A friend wrote the following last night: “There you are in Vietnam while Thanksgiving Day is underway in the States. Which offers a faint touch of irony if you weave in memories of Arthur Penn‘s Alice’s Restaurant. Arlo Guthrie‘s original ‘Alice’s Restaurant’ song, released in ’67, is about a couple of guys dumping garbage ‘by the side of the road’ on Thanksgiving Day back in ’65. The song became an anti-war anthem because it told about Guthrie’s rejection from the military service in Vietnam due to littering,” etc.
My response: “So it’s Thanksgiving and I’m in Vietnam and…where’s the irony again? I don’t feel tied to or particularly moved by what happened 43 or 45 or 47 years ago…sorry. My life began with having kids in the late ’80s and then getting the online column in the late ’90s and into the aughts.
“‘Alice’s Restaurant‘, a 1967 ‘anti-stupidity’ song (in Guthrie’s words) that equated petty, scolding, conservative small-town values with kneejerk support for the scorched-earth ravaging of Vietnam, was becoming a huge hit, and therefore…I don’t feel it. The actual garbage-dumping incident happened in ’65, the song came out in ’67 and the film was released in ’69.
“Did you know Guthrie has become a registered Republican and a Ron Paul Libertarian?
“It’s cool to spot M. Emmet Walsh in the trailer as a barking military guy during the draft-board scene, but the green values and attitudes of 2012 are prompting me, 45 years after the song, to ask a question. What’s so cool and people-friendly and folksy charming about dumping a truckload of garbage in the Stockbridge woods?
“The song and film versions happened before the first Earth Day in 1970, and it’s obviously a different world now. Dumping waste and polluting nature’s garden…isn’t that what conniving corporations do, dumping their toxic wastes in rivers and polluting the water table, etc.? Same basic instinct. Corporations can’t be bothered to follow rules and regs about respecting nature, and neither could Arlo and his pally (who looked like Kim Hunter in Planet of the Apes).

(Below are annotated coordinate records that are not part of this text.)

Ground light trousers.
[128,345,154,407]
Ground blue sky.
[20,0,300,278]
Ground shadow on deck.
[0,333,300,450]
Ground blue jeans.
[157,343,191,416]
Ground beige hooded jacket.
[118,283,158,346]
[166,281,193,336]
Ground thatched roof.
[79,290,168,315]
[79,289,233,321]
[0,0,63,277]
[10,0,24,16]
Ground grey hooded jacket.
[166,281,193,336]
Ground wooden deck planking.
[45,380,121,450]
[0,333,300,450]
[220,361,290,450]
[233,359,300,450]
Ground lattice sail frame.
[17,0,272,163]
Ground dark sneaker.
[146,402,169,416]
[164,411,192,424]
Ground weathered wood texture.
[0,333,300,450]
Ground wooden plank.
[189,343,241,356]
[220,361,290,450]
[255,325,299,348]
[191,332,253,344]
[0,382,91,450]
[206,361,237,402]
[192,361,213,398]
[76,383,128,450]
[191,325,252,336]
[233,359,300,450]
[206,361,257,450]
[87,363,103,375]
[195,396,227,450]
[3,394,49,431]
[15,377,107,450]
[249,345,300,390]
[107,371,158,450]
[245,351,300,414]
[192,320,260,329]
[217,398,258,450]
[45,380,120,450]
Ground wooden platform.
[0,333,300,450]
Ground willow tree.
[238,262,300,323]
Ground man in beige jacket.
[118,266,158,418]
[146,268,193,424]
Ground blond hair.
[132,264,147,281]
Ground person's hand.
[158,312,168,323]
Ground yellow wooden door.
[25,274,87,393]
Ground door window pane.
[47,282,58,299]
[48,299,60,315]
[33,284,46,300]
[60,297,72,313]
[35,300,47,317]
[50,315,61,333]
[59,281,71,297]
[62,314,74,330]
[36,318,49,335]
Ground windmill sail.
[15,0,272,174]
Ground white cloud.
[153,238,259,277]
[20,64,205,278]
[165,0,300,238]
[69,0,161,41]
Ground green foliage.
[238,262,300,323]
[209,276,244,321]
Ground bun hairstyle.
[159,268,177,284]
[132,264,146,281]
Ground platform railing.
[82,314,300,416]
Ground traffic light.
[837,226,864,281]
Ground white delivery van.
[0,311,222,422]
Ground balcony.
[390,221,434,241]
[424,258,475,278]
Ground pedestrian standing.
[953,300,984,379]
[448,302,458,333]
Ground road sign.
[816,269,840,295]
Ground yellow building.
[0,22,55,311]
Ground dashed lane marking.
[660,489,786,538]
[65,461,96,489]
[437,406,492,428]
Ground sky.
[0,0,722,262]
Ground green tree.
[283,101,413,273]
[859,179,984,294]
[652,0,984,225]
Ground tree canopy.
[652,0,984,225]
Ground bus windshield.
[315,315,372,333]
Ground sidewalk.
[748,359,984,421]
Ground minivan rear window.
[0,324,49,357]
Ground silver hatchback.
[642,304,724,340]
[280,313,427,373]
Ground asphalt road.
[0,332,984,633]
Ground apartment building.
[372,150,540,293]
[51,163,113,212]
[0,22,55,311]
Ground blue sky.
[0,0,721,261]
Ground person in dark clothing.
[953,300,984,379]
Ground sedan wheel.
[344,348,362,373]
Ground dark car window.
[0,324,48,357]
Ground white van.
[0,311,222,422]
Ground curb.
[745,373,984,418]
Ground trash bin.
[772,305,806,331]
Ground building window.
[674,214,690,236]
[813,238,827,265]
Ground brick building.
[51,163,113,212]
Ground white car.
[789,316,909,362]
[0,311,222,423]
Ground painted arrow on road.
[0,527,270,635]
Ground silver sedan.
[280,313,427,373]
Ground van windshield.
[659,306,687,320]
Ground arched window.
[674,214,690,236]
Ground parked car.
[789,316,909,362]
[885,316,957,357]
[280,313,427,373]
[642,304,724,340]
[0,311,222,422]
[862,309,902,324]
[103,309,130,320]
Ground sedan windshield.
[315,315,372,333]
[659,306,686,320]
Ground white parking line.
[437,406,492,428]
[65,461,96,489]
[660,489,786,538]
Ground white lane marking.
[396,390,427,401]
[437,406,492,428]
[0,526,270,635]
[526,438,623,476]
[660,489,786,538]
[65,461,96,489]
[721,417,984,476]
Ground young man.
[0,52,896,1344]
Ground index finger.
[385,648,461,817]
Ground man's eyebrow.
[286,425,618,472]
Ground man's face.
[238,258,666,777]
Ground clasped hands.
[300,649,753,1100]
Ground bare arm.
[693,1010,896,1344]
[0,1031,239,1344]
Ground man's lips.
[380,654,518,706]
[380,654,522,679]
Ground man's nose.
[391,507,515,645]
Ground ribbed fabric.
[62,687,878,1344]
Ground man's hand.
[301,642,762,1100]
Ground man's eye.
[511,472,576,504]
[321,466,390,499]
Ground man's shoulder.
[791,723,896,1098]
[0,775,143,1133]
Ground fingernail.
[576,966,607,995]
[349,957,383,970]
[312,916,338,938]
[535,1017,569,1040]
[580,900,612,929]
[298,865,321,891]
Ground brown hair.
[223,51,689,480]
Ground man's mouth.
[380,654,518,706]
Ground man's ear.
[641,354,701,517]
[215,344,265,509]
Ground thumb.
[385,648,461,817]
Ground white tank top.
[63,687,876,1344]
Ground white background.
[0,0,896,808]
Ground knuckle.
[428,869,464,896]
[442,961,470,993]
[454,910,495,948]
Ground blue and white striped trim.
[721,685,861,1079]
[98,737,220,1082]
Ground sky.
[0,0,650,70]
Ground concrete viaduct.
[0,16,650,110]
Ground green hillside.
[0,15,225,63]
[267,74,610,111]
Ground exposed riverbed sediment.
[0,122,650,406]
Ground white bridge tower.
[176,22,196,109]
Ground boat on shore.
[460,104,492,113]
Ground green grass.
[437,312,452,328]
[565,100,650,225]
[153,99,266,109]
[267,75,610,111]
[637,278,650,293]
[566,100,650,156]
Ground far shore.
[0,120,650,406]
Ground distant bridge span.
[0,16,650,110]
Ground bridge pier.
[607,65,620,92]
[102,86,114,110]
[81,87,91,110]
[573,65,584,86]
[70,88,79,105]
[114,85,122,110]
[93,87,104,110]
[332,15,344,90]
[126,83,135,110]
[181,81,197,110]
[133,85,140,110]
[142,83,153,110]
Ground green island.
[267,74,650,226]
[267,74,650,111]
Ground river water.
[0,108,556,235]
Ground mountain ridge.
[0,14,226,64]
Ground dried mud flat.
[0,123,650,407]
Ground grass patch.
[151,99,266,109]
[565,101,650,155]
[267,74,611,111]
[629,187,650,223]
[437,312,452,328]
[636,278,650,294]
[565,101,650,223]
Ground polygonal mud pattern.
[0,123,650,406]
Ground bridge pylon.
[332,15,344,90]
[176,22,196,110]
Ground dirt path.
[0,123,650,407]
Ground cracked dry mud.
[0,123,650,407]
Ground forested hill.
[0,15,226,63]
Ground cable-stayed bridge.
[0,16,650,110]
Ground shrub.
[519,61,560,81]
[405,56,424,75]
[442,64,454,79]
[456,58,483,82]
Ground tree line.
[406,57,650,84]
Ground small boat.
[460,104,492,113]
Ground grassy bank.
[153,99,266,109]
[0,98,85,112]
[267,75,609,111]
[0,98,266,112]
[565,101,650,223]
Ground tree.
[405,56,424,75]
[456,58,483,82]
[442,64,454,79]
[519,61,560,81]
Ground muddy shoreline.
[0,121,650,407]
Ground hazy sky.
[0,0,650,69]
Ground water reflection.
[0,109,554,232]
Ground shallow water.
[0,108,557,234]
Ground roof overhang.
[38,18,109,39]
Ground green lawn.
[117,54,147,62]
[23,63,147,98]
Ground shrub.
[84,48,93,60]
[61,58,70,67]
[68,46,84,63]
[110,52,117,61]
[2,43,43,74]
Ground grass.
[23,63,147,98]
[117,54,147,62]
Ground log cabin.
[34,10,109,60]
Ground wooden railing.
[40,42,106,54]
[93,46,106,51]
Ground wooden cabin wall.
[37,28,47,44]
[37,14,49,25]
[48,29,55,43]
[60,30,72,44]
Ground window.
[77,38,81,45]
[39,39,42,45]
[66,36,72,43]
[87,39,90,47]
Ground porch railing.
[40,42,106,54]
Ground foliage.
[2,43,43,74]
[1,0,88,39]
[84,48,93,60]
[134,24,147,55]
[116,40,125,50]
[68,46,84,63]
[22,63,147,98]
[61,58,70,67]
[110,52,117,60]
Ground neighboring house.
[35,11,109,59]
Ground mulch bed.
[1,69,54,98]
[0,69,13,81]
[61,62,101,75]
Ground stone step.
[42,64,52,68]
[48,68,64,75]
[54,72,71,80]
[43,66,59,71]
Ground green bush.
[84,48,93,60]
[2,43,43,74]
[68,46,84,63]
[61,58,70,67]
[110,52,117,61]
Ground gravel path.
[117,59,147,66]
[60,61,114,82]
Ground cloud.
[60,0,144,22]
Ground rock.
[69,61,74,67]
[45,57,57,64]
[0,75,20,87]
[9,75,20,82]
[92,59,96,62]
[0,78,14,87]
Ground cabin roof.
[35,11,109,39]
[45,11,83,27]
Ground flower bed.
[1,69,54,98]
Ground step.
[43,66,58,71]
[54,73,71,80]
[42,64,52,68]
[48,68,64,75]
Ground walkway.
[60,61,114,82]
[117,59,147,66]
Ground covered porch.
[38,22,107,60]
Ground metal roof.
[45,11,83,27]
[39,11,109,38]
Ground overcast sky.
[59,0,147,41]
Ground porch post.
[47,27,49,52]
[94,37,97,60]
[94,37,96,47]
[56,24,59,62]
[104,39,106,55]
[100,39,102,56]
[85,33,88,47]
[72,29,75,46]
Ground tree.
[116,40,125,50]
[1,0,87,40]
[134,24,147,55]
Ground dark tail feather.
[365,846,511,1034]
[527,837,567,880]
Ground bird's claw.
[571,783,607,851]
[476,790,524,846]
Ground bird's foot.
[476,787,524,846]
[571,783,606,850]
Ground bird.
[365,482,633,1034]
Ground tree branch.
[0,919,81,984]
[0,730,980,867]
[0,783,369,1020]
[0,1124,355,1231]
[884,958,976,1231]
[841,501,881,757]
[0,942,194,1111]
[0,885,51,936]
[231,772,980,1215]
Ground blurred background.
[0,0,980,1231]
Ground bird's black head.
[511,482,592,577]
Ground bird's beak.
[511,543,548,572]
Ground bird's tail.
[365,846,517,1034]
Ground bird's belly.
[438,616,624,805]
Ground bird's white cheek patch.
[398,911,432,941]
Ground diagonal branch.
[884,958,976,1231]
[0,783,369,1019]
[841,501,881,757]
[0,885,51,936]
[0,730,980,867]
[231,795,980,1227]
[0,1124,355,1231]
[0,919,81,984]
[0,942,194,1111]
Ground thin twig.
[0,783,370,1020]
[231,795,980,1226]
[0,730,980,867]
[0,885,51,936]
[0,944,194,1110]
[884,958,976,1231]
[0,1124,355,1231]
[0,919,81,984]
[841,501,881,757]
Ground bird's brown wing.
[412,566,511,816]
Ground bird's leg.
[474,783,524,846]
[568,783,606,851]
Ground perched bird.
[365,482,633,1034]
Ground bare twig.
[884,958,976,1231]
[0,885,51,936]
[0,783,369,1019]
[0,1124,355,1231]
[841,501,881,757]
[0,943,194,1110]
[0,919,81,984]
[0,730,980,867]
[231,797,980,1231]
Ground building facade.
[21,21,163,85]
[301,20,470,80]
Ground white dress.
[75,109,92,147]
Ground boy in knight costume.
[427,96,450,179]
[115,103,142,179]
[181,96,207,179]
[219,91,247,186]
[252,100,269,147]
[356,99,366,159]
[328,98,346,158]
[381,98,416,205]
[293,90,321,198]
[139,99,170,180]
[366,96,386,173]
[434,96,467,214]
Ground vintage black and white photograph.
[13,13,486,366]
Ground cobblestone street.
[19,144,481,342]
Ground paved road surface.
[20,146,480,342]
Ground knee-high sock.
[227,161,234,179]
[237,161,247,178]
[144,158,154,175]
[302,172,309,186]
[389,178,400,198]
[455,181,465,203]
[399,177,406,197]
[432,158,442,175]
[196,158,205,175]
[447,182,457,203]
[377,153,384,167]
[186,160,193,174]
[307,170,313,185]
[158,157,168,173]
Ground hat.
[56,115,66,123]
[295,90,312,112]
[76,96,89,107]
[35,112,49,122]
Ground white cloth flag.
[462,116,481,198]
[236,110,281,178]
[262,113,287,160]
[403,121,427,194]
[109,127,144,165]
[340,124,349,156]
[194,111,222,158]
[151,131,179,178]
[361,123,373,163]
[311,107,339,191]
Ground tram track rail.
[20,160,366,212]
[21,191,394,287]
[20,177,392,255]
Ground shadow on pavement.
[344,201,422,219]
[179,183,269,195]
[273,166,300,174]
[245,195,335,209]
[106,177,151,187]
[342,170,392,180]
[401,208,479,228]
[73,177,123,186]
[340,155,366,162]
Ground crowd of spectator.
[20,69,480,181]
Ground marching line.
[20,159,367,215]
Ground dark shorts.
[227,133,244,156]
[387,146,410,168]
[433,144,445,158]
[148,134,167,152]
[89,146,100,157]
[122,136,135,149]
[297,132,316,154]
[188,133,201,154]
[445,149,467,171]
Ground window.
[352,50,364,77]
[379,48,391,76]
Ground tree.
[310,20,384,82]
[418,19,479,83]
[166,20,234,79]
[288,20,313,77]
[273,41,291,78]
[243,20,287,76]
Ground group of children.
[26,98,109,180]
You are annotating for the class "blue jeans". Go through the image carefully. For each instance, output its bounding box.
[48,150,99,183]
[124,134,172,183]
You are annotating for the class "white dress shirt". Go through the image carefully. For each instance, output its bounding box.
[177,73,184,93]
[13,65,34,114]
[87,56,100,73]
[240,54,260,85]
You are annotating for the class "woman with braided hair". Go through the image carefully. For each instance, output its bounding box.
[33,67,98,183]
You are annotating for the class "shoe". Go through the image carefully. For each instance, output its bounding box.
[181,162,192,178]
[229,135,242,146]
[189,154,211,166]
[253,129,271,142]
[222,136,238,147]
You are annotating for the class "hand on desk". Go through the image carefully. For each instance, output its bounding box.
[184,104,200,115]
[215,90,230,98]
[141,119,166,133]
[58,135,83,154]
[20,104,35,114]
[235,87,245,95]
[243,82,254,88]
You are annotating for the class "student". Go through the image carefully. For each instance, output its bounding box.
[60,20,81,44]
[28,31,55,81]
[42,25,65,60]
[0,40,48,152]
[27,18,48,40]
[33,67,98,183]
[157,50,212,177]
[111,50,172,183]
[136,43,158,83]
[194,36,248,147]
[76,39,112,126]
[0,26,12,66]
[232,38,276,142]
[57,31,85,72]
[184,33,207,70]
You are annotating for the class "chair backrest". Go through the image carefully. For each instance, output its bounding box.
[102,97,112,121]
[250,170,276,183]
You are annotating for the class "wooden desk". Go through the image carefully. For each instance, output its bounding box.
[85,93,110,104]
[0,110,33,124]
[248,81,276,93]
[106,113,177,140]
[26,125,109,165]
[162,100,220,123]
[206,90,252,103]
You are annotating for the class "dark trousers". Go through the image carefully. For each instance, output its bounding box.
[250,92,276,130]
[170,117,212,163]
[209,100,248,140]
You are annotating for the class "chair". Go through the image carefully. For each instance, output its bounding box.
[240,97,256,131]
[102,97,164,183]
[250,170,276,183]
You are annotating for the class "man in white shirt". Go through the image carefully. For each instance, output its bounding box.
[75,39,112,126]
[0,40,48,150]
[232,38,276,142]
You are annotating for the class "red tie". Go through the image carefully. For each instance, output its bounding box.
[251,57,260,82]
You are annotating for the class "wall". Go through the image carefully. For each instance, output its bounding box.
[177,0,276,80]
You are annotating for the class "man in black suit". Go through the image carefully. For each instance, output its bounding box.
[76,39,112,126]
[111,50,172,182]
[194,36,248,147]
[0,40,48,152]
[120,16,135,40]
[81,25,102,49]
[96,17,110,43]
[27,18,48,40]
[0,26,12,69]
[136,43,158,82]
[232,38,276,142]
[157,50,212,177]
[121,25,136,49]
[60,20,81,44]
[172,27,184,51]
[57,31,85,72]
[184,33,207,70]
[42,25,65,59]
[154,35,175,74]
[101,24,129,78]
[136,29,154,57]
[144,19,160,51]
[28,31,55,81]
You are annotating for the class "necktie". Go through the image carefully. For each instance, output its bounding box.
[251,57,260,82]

“On top of which Alice’s Restaurant was not, in my recollection, that terrific a film. A passable, good-natured social satire aimed at a very easy mark. Arthur Penn was peaking big-time when he made it. He’d been going great guns all through the ’60s and would next make the respectable Little Big Man, and then enjoy a relatively fertile and satisfying ’70s, but Alice’s Restaurant was a meh. It sought to toe the line by portraying local authorities in Stockbridge (‘Officer Obie‘) as metaphors for nearly all people in authority, which is to say petty, sour of spirit and asserting a gruff, kneejerk support of traditional apple-pie, World-War-II-generation American values and a loathing of all things long hair-ish, which was to say lefty, communal, pot-smoking and anti-Vietnam War.
“A boilerplate generation-gap movie, in short, with Penn doing what he could to make it into a cultural touchstone film (as the song had been), and not quite getting there. The song was enough.”